The procedure of company formation in Hungary

SPECIFIC FORMS OF BUSINESS ASSOCIATIONS IN HUNGARY

 

GENERAL PARTNERSHIP

By virtue of the memorandum of association for the establishment of a general partnership, the members of the partnership shall undertake to jointly engage in business operations with unlimited and joint and several liability, and to make available to the partnership the capital contribution necessary for such activities.

 

LIMITED PARTNERSHIP

By virtue of the memorandum of association for the establishment of a limited partnership, the members of the partnership shall undertake to jointly engage in business operations, where the liability of at least one member (general partner) for the obligations not covered by the assets of the partnership is unlimited, and is joint and several with all other general partners, while at least one other member (limited partner) is only obliged to provide the capital contribution undertaken in the memorandum of association, and, with the exceptions set out by the law, is not liable for the obligations of the partnership.

 

PRIVATE LIMITED-LIABILITY COMPANY

Private limited-liability companies are business associations founded with an initial capital (subscribed capital) consisting of capital contributions of a pre-determined amount, in the case of which the liability of members to the company extends only to the provision of their capital contributions, and to other possible contributions as set forth in the memorandum of association. With the exceptions set out by the law, members shall not be liable for the liabilities of the company.

 

LIMITED COMPANY

Limited companies are business associations founded with a share capital (subscribed capital) consisting of shares of a pre-determined number and face value, in the case of which the obligation of members (shareholders) to the public limited company extends to the provision of the face value or the issue price of shares. Limited companies may be established privately or open to the public and, consequently, they may operate in the form of public or private limited companies. ‘Public limited company’ shall mean any company whose shares (all or some) are traded publicly in accordance with the conditions set out in the act governing securities. ‘Private limited company’ shall mean a company whose shares are not offered to the public.

 

FORMATION PROCEDURE

 

Attention! Using a contract form the necessary documents can be drafted within an hour and the new company can be registered within a few days. For more information please contact our Partner!

 

1. Drafting the necessary documents on the ground of the information given by the client former per e-mail or at a personal meeting.
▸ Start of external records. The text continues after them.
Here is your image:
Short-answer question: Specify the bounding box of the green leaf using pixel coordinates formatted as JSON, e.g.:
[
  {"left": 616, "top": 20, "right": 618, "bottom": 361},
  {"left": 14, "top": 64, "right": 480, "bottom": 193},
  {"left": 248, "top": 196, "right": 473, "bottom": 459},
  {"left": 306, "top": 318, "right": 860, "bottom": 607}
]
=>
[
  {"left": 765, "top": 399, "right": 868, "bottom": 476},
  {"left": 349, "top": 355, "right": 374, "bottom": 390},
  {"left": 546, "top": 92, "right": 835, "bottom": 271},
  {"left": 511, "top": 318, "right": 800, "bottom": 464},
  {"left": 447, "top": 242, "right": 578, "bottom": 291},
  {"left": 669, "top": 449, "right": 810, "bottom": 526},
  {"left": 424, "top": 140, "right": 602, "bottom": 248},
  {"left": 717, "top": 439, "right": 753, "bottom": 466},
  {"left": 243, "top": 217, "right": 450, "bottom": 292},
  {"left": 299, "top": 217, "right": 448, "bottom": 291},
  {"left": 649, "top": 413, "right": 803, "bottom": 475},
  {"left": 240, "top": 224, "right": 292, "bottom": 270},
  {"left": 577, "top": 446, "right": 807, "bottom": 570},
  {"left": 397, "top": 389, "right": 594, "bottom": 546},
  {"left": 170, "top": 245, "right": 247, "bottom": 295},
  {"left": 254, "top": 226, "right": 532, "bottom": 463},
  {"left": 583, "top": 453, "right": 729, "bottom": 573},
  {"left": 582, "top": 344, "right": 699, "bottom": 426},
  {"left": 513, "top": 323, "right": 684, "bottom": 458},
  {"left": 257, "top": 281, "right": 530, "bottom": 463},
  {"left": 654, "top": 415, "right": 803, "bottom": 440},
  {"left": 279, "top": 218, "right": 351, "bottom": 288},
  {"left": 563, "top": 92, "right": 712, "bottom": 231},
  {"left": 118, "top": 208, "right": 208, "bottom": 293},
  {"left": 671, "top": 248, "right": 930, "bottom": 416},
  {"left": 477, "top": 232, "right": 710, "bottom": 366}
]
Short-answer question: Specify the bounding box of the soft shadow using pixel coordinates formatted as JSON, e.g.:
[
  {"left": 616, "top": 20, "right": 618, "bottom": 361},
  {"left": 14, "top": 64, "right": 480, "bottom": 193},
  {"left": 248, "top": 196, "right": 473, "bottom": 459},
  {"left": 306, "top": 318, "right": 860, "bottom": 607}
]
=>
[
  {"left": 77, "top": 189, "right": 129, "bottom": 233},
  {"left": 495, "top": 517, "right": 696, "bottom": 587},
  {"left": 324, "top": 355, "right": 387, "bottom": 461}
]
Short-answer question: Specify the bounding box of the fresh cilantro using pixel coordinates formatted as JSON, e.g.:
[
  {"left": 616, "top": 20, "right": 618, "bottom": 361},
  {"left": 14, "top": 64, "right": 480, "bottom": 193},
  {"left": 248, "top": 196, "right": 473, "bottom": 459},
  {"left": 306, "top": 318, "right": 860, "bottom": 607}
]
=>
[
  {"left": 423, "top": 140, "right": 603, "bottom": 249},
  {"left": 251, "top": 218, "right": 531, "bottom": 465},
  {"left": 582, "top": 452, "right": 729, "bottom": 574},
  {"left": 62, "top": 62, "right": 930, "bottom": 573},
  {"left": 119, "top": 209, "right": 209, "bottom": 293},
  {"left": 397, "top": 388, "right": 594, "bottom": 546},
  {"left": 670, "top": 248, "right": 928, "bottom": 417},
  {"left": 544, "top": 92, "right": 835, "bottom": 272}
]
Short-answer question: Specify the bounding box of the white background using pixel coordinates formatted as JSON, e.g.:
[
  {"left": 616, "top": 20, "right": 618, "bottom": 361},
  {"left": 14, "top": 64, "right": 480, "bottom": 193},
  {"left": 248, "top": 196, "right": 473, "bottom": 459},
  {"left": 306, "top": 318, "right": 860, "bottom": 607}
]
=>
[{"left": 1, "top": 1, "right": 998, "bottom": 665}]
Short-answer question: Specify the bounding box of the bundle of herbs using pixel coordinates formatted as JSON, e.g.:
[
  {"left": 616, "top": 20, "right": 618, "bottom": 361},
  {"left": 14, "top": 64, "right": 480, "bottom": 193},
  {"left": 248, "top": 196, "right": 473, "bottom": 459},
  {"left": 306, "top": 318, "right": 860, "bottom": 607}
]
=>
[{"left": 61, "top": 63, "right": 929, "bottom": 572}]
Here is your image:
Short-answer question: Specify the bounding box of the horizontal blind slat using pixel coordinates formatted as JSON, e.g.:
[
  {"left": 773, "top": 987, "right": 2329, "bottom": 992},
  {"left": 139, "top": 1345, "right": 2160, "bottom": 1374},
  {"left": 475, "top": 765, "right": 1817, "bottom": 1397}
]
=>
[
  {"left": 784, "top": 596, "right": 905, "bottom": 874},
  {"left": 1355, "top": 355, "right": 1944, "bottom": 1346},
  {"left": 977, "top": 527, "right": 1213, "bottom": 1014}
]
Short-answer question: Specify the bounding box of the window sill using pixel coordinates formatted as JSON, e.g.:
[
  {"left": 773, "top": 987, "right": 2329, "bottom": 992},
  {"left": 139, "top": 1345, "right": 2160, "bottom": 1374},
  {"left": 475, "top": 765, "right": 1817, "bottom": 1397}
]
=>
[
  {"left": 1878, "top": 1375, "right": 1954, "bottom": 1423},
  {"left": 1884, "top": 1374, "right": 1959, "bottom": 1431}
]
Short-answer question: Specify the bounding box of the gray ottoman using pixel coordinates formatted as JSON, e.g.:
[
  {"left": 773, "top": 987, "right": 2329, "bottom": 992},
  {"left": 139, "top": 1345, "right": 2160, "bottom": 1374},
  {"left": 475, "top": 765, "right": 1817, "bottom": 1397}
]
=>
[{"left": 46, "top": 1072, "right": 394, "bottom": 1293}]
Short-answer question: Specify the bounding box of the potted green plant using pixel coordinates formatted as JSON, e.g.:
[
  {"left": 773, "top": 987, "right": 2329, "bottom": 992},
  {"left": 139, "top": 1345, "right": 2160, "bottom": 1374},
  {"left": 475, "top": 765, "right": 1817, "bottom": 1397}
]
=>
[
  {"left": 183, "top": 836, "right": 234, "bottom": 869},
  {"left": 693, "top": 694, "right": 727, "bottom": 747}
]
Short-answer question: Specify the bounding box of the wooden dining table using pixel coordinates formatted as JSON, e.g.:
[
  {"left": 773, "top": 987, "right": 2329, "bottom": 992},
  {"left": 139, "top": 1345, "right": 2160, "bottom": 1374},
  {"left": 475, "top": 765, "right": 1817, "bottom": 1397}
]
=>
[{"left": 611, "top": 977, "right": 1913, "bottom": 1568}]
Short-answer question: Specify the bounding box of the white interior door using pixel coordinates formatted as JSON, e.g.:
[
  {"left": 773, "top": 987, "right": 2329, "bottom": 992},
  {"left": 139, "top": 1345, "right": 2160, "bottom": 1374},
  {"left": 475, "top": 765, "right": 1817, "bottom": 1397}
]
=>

2. Undersigning the contract (deed of foundation) and all other necessary documents.

3. The lawyer sends the documents in an electronic mail to the registry court. If the company needs an authorization for the formation, the documents can only be sent after having it.

4. The registry court sends its decision within a few days. The company gets a registration number and a tax number.

5. After the registration the company has to open a bank account and pay the initial capital within 8 days.